Но я не говорю, что не надо задавать вопросов: задавайте, если они возникают. Я не говорю, что вы должны бороться с вопросами.
Если они возникают, — отлично, значит не нужно ни малейшего усилия, чтобы их формулировать. Если возникают, — отлично, освободите их, не начинайте с ними бороться. Ум всегда так и тянет делать то, что не нужно. Я вот, например, говорю Вани, что если вопрос не приходит — хорошо, не нужно и спрашивать. Но я не говорю этого другим, тем, кто задаёт вопросы. А вопросы возникают. Если они возникают, а вы их не задаёте, они тревожат все сильнее и неотступнее.
Неожиданный вопрос начинает преследовать вас и сводить с ума. Так от него не освободиться; спрашивайте, наблюдайте, возникает вопрос, вы задаёте его, я отвечаю. Затем проследите за своим умом, что он делает — принимает ли ответ, или создаёт новые вопросы. Проследите, наблюдайте и постепенно вы поймёте эту парадоксальную ситуацию: задаёте вопрос, получаете ответ и возникает ещё десяток вопросов. Задаёте десять вопросов, получаете десять ответов и т.д. Так можно до бесконечности.
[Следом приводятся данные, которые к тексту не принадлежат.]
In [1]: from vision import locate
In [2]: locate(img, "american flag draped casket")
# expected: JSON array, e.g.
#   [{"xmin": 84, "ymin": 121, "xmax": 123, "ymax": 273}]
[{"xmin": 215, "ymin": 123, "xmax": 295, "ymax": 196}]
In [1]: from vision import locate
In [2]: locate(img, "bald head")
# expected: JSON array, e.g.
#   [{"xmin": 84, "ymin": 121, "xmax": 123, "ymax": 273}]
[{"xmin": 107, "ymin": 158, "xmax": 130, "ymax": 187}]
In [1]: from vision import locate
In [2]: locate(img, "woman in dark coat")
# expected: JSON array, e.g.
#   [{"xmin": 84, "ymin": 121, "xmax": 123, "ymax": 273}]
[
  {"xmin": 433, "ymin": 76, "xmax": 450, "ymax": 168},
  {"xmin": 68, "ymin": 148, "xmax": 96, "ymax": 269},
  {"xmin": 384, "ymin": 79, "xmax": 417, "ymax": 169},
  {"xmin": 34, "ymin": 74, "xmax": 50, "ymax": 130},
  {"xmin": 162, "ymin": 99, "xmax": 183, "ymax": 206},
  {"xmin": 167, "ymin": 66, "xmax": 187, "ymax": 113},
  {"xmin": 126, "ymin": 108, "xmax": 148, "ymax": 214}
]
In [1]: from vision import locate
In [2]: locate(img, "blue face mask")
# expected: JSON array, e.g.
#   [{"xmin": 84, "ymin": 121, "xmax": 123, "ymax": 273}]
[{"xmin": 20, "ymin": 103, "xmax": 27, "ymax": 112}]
Поймите смехотворность и безнадёжность ситуации: пережив эту безнадёжность, поняв, что это не может быть путём, вы однажды внезапно почувствуете, что вопросов больше не существует.
Я не хочу, чтобы вы боролись с вопросами, я хочу только, чтобы вы поняли спрашивающую часть вашего ума, тогда из этого понимания возникает огонь, вопросы горят в нем и исчезают. И однажды вы окажетесь вдруг в том же положении, что и Вани, внезапно вы увидите, что вопросов нет. Тогда возникает вопрос: «Почему у меня нет вопросов?» Не задавайте этот вопрос, это не вопрос вовсе, а то вы благословение превратите в проклятие.
Не проводите вопрос с чёрного хода.
У Насреддина был лучший яблоневый сад в стране, и всякий раз, когда созревали яблоки, соседские дети прокрадывались в сад и таскали их. И с тем же постоянством Насреддин выбегал из дома, размахивая ружьём и кляня разбегающихся детей.
Многолетний свидетель этого безуспешного преследования, сосед муллы, как-то сказал ему: «Я не понимаю тебя, Насреддин, ты ведь спокойный и великодушный человек, урожай твой в десять раз больше, чем тебе нужно, почему бы тебе не уступить часть его детям?»
«Хо, — ухмыльнулся Насреддин, — я хочу, чтобы они брали яблоки, но я сам был мальчишкой и знаю: если бы я не кричал и не гонялся за ними, они не стали бы приходить».